A new study has found that the average annual premium for a group family health plan has exceeded $20,000 for the first time in 2019, up 5% from 2018.
The average premium for single coverage plans in 2019 is $7,188, up 4% from the year prior, according to the Kaiser Family Foundation’s annual report on employer coverage.
The costs of high-deductible health plans are only slightly less than the average. The average premiums for covered workers in HDHPs with an attached health savings account are $6,412 for single coverage and $18,980 for family coverage.
Increasingly, workers are picking up a larger portion of the health care and insurance tab. In 2019, they are paying $6,015 on average in premiums for family coverage, or about 29% of the total tab. Workers with individual coverage contribute 17.3% toward the total premium.
Additionally, the average deductible for single coverage is $1,655 in 2019, which is unchanged from the year prior, however, the deductible is often higher for workers in small firms ($2,271) compared to large businesses ($1,412).
The average annual deductible among covered workers with a deductible has increased 36% over the last five years and 100% over the last 10 years, according to the report.
Also, 66% of workers have coinsurance and 14% have a copayment for hospital admissions.

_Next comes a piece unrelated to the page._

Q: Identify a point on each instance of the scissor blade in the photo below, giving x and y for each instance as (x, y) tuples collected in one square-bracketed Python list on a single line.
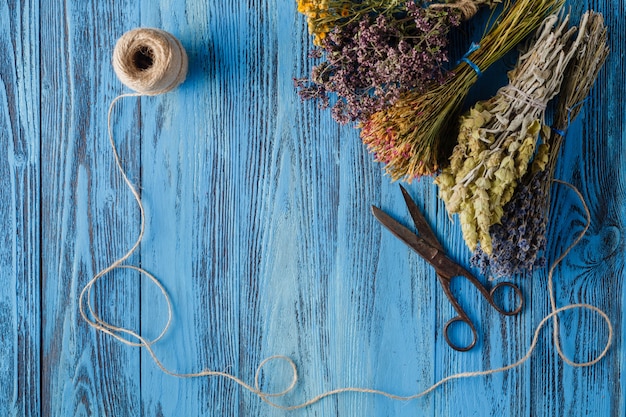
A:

The average coinsurance rate for a hospital admission is 20%, and the average copayment is $326 per hospital admission.
Another survey by the Kaiser Family Foundation and the Los Angeles Times found that 40% of group health plan enrollees had difficulty affording health insurance or health care, or had problems paying medical bills.
And close to 50% said that they or a family member had skipped or postponed getting health care or prescriptions in the past year due to costs.
Easing the burden
There are steps you can take to ease the burden on both your company and your employees.
Consider plans with telemedicine – More and more employers (69% of firms with 50 or more workers) are offering health plans that cover the provision of health care services through telemedicine. Telemedicine can greatly reduce the cost of care in terms of price for medical visits, as well as the time involved for the employee to travel to the doctor.
Telemedicine can include video chat and remote monitoring.
Utilizing retail health clinics – More health plans will pay for services rendered by retail clinics, like those located in pharmacies, supermarkets and retail stores. These clinics are often staffed by nurse practitioners or physician assistants and treat minor illnesses and provide preventative services. They can greatly reduce the cost of care for these kinds of visits outside normal hospital systems.
Plans with narrow networks – If a health plan can contract with fewer doctors and specialists, there is often less outlay for care. At this point, the jury is still out on exactly how much can be saved, but there are also drawbacks such as:
- Disruption of provider relationships
- Employee backlash
- Reduced access or convenience for employees
- Lack of specialists.
Tiered or high-performance networks – These networks typically group providers in the network based on the cost, quality and/or efficiency of the care they deliver and use financial incentives to encourage enrollees to use providers on the preferred tier.